Tempo is an internal-only service (no ingress). Traces are visualized through Dashboards.

Endpoint Port Protocol
OTLP gRPC 4317 gRPC
OTLP HTTP 4318 HTTP
Query API 3200 HTTP

Configuration (Helm values)

akko-tempo:
  enabled: true
  image:
    repository: grafana/tempo
    tag: "2.6.1"
  replicas: 1
  service:
    otlpGrpcPort: 4317
    otlpHttpPort: 4318
    queryPort: 3200
  persistence:
    enabled: true
    size: 10Gi
  retention:
    blockRetention: 72h          # 3 days for local dev, 14-30d for production S3
  serviceMonitor:
    enabled: true
    interval: 30s
  resources:
    requests:
      cpu: 100m
      memory: 256Mi
    limits:
      cpu: 1
      memory: 1Gi

Health Check

Tempo exposes metrics and health on the query port:

livenessProbe:
  httpGet:
    path: /ready
    port: 3200
  initialDelaySeconds: 15
  periodSeconds: 30
readinessProbe:
  httpGet:
    path: /ready
    port: 3200
  initialDelaySeconds: 10
  periodSeconds: 10

RBAC (who can access)

Tempo is an internal-only service with no ingress.
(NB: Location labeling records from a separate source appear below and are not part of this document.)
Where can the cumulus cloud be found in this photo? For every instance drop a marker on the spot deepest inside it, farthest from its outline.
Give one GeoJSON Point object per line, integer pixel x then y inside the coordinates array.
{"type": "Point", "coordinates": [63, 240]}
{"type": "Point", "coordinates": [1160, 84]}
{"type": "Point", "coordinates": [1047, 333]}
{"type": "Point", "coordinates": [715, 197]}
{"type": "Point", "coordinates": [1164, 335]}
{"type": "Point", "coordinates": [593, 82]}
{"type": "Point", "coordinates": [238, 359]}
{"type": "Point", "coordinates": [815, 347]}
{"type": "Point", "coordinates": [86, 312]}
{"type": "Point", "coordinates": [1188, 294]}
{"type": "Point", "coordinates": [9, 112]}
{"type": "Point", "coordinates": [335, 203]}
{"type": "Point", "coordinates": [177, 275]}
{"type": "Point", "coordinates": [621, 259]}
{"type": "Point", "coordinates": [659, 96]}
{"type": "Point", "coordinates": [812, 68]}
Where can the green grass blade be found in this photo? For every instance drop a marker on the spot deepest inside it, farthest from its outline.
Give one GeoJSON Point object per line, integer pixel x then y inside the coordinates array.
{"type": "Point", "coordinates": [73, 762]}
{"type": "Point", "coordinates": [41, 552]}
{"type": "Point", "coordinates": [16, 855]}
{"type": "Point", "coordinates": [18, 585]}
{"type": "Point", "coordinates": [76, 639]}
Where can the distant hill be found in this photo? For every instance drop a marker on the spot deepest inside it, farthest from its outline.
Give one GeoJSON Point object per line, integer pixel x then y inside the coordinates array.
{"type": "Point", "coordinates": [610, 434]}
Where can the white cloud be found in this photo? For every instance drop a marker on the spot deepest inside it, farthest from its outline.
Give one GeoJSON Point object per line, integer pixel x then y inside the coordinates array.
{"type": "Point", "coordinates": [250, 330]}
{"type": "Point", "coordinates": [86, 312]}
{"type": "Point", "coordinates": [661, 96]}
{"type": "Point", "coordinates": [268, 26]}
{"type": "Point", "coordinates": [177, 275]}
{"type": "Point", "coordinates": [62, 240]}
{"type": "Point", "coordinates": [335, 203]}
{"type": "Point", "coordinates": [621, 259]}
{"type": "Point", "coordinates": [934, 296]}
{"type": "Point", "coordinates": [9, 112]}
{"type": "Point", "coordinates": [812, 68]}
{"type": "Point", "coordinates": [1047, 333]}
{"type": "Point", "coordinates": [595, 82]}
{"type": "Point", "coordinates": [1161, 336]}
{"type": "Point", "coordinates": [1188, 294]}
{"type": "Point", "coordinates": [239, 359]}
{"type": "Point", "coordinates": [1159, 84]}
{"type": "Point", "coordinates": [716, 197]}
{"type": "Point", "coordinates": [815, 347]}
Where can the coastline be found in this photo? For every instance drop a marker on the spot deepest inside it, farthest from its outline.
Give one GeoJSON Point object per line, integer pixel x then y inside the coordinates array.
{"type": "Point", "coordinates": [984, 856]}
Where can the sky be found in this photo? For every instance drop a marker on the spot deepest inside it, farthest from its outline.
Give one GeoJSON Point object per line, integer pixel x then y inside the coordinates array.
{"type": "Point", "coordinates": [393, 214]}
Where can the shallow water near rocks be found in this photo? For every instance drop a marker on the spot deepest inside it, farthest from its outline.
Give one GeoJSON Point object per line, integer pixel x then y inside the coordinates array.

Access is controlled by:

  • NetworkPolicy — restricts which pods can send spans (OTLP) and query traces
  • Dashboards — traces are visualized through Dashboards (Dashboards is authenticated via Keycloak)

Sending Traces to Tempo

Services send OTLP spans to Tempo using environment variables:

OTEL_EXPORTER_OTLP_ENDPOINT=http://akko-akko-tempo:4317
OTEL_EXPORTER_OTLP_PROTOCOL=grpc
OTEL_SERVICE_NAME=<service-name>

For Python services (ADEN, AI Service):

from opentelemetry import trace
from opentelemetry.exporter.otlp.proto.grpc.trace_exporter import OTLPSpanExporter
from opentelemetry.sdk.trace import TracerProvider
from opentelemetry.sdk.trace.export import BatchSpanProcessor

provider = TracerProvider()
exporter = OTLPSpanExporter(endpoint="http://akko-akko-tempo:4317", insecure=True)
provider.add_span_processor(BatchSpanProcessor(exporter))
trace.set_tracer_provider(provider)

Key Features

Feature Description
OTLP ingestion Receives spans via gRPC (4317) and HTTP (4318)
Dashboards integration Native Tempo datasource for trace visualization
S3 backend Production deployments store traces on object storage/S3
Configurable retention 72h default (local), tunable for production
Prometheus metrics ServiceMonitor scrapes /metrics on port 3200
Trace-to-logs Link traces to logs layer logs in Dashboards

Resource Requirements

Component Minimum RAM Recommended
Tempo 256 Mi 1 Gi

Troubleshooting

No Traces in Dashboards

Symptoms: Dashboards Tempo datasource returns no results, or shows "No traces found".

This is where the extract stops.